Athens, May 5, 2015/ Independent Balkan News Agency
By Zacharias Petrou
Greece faces losing vital International Monetary Fund support unless European lenders write off significant amounts of its sovereign debt, the fund has warned Athens’ eurozone creditors, according to the Financial Times.
The warning was delivered to eurozone finance ministers by Poul Thomsen, head of the IMF’s European department.
In light of this revealing report, the Greek government issued the following non-paper commenting on negotiations with creditors in which it says a deal won’t be possible until the International Monetary Fund and European Commission agree on a common set of demands. It also says that creditors are confronting the country with too many red lines and need to better coordinate their message.
“The serious disagreements and contradictions between the IMF and EU create obstacles to negotiations and high risks. While until recently the main argument of the institutions was that the Greek side did not submit complete proposals, it is now clear that proposals have been submitted and substantial concessions have been made towards an “honorable compromise” Greece says.
The statement goes on to say that the IMF won’t compromise on labor deregulation and pension reforms, while the European Commission is insisting on fiscal targets being met.
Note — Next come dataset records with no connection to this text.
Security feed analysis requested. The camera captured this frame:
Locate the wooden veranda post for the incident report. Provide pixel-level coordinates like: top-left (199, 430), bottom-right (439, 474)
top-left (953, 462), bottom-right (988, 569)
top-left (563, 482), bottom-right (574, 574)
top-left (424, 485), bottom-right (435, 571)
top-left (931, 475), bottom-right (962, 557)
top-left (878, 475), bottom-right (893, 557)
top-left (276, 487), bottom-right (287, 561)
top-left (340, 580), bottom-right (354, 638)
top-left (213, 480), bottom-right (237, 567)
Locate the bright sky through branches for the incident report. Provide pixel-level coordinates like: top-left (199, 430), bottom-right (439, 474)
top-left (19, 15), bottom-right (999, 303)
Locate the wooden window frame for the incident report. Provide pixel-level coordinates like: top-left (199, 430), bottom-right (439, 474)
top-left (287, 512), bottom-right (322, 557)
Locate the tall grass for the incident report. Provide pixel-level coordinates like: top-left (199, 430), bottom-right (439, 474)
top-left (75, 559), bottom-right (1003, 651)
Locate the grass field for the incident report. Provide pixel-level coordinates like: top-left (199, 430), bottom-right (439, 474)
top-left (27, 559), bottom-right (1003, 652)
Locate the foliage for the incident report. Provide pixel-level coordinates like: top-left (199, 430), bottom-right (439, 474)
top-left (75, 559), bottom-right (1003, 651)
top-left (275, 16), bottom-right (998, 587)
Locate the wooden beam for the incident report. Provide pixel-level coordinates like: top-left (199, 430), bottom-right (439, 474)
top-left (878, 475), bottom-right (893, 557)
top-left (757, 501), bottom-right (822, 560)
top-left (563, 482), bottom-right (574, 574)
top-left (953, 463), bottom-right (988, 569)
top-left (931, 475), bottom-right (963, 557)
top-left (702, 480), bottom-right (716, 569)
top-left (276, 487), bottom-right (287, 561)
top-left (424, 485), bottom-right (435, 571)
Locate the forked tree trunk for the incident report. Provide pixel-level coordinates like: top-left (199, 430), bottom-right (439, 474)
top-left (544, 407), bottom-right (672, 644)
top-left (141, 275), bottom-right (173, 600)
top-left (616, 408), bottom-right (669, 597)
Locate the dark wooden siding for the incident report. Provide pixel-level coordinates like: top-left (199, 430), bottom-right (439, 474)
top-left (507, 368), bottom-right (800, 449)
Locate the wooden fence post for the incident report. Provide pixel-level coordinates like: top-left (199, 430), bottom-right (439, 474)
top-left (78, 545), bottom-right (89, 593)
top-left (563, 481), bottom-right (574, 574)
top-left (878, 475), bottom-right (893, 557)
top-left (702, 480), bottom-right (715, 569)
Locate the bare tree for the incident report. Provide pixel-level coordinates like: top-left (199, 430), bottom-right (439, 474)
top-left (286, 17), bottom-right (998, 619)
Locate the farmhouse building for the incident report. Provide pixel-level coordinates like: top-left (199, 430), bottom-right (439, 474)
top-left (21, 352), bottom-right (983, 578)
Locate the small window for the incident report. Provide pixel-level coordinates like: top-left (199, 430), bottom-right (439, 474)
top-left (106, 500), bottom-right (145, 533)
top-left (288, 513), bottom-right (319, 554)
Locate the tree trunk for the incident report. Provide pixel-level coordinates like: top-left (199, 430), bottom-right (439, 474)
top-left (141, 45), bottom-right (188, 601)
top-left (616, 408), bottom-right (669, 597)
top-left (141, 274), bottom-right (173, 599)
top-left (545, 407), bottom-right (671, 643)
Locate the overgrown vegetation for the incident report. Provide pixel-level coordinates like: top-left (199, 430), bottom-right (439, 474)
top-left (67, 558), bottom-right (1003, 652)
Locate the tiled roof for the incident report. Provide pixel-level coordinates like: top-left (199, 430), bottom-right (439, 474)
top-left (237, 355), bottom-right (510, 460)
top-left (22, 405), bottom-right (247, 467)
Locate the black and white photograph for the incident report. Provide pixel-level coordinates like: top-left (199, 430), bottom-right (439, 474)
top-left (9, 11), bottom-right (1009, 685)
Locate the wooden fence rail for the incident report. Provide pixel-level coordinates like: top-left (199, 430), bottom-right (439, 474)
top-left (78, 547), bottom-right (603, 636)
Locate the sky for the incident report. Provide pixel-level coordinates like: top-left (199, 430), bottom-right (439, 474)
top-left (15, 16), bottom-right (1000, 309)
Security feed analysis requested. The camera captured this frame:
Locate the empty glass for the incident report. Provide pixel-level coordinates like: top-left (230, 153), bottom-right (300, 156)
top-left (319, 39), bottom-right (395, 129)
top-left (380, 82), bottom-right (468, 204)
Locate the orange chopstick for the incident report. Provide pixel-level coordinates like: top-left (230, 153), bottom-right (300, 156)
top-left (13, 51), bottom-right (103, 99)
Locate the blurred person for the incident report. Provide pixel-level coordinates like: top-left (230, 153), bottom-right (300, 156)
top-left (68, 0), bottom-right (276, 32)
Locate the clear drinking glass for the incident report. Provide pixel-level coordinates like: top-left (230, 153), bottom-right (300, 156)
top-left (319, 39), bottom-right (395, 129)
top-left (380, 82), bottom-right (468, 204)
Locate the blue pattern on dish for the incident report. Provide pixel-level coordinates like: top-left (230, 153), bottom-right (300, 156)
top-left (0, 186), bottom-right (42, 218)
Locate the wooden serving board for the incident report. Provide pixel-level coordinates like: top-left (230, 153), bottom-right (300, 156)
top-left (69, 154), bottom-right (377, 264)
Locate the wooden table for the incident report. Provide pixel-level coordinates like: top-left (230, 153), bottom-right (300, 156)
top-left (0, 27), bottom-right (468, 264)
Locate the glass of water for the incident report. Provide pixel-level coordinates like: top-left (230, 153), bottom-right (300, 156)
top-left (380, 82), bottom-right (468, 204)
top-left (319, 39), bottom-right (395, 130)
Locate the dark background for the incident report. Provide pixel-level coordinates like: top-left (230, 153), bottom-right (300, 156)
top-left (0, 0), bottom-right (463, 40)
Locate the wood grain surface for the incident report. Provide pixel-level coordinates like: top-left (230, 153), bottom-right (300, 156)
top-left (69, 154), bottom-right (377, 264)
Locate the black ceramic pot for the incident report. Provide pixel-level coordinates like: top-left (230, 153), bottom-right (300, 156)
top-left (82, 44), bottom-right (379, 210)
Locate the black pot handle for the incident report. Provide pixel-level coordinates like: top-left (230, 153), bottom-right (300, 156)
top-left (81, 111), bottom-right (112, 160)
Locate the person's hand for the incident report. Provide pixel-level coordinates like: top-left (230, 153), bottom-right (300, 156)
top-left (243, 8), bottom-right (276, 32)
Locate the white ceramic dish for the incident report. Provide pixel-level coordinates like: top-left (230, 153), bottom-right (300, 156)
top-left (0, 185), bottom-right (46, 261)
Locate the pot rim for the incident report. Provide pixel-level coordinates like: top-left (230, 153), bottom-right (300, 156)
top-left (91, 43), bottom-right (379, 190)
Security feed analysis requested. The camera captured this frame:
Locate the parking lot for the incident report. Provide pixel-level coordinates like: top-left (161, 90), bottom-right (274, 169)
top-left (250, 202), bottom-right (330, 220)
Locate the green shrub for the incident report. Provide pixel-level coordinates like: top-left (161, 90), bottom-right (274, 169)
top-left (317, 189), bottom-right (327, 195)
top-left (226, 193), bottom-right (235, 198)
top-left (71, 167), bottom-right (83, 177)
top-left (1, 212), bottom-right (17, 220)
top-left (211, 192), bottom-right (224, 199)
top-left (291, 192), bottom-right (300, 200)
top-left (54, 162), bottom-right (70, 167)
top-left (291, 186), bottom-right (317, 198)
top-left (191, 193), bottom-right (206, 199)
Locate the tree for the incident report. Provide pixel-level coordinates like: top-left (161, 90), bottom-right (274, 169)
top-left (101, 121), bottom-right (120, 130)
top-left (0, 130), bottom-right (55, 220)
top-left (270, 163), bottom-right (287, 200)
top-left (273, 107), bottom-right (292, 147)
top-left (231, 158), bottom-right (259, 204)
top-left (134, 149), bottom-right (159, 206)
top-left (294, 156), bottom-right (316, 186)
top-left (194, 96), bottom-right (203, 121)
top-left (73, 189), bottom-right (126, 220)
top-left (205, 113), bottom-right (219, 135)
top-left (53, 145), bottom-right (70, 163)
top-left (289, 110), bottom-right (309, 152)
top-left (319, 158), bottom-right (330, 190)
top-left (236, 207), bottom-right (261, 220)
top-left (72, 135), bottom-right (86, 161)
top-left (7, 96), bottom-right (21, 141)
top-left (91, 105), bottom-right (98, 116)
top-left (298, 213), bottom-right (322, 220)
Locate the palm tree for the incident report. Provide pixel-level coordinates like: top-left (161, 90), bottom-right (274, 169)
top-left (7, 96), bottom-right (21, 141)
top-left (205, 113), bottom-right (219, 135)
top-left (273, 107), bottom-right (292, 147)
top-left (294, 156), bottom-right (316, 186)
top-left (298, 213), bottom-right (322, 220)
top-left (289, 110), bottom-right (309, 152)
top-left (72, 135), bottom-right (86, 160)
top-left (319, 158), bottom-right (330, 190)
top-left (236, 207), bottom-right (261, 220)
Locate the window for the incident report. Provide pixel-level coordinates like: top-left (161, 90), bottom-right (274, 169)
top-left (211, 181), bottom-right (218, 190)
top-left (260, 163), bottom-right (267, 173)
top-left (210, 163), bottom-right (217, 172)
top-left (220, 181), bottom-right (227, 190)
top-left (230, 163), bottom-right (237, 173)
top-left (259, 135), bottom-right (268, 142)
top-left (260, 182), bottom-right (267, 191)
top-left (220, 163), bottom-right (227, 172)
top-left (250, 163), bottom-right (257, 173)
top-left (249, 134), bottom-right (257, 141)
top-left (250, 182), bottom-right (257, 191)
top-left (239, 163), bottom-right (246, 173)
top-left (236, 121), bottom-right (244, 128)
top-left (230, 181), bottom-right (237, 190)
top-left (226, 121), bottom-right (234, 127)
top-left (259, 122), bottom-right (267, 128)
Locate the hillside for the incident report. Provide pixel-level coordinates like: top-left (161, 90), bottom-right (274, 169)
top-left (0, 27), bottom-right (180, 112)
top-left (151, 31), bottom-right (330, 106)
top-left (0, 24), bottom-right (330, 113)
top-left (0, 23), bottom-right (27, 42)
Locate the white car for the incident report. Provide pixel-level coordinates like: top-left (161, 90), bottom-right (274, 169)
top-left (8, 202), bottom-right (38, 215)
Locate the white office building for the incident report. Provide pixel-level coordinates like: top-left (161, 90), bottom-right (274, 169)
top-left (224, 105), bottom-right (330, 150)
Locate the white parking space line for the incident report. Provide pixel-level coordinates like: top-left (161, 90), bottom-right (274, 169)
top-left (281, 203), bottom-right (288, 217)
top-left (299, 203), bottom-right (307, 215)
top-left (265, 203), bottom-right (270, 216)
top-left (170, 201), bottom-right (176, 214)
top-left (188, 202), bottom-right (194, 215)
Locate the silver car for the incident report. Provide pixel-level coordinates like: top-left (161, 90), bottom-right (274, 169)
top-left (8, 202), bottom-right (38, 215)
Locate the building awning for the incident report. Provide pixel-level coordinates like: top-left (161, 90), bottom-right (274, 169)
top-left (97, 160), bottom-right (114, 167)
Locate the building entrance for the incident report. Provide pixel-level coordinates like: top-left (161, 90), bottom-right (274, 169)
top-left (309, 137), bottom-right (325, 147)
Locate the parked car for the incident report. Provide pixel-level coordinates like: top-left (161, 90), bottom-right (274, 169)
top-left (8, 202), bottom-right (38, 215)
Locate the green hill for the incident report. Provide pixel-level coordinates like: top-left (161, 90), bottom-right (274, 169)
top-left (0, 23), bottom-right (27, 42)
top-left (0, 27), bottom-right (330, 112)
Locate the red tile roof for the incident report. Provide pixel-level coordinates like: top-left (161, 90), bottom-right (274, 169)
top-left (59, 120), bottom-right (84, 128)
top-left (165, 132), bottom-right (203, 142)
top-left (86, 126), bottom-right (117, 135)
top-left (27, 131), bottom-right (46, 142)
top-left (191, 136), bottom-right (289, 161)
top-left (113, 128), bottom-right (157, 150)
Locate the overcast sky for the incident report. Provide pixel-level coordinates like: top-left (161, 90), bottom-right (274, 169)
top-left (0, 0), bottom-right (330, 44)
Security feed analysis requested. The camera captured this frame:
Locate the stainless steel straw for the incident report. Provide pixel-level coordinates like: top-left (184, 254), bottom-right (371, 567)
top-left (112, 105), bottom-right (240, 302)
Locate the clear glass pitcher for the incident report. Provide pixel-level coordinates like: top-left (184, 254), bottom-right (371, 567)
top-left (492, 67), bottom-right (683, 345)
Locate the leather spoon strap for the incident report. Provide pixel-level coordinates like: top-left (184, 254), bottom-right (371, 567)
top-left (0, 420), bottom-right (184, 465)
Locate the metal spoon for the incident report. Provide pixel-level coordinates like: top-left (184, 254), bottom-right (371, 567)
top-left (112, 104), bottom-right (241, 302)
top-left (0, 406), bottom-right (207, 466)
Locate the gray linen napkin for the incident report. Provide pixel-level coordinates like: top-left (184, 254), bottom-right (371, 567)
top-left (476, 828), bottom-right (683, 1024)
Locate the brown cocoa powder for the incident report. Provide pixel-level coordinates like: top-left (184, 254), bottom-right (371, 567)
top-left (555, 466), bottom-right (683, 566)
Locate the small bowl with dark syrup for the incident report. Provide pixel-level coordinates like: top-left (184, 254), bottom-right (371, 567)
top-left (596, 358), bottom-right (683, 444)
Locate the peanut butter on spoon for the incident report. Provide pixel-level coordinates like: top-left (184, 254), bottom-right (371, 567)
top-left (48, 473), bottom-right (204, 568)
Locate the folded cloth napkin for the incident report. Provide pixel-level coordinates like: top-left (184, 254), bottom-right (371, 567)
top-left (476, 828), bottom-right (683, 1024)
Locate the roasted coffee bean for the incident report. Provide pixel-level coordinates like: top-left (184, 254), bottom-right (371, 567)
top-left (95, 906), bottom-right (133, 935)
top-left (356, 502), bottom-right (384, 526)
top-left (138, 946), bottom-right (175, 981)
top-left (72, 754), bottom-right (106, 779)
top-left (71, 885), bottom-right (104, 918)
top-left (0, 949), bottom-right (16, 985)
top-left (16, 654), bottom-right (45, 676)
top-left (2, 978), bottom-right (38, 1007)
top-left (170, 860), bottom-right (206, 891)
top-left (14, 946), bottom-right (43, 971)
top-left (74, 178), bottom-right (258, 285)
German Finance Minister Wolfgang Schaeuble said ealrlier on Tuesday that the International Monetary Fund had warned recently that Greek’s financial situation was worsening but denied that it was insisting on further debt relief.
Speaking to the foreign press association in Berlin, Schaeuble refuted reports that IMF official Poul Thomsen had told eurozone finance ministers at a recent meeting in Riga that Greece requires debt relief.
“The IMF of course did not make such a comment,” Schaeuble said, noting however that Thomsen had been clear that Greek finances were deteriorating because of a pause in reforms linked to the election there.
The Greek government’s non-paper is evidence that negotiations with creditors are far from a happy end. Analysts, however, point out that the Greek side blaming the institutions for the failure to achieve a breakthrough could mean political developments are about to unfold.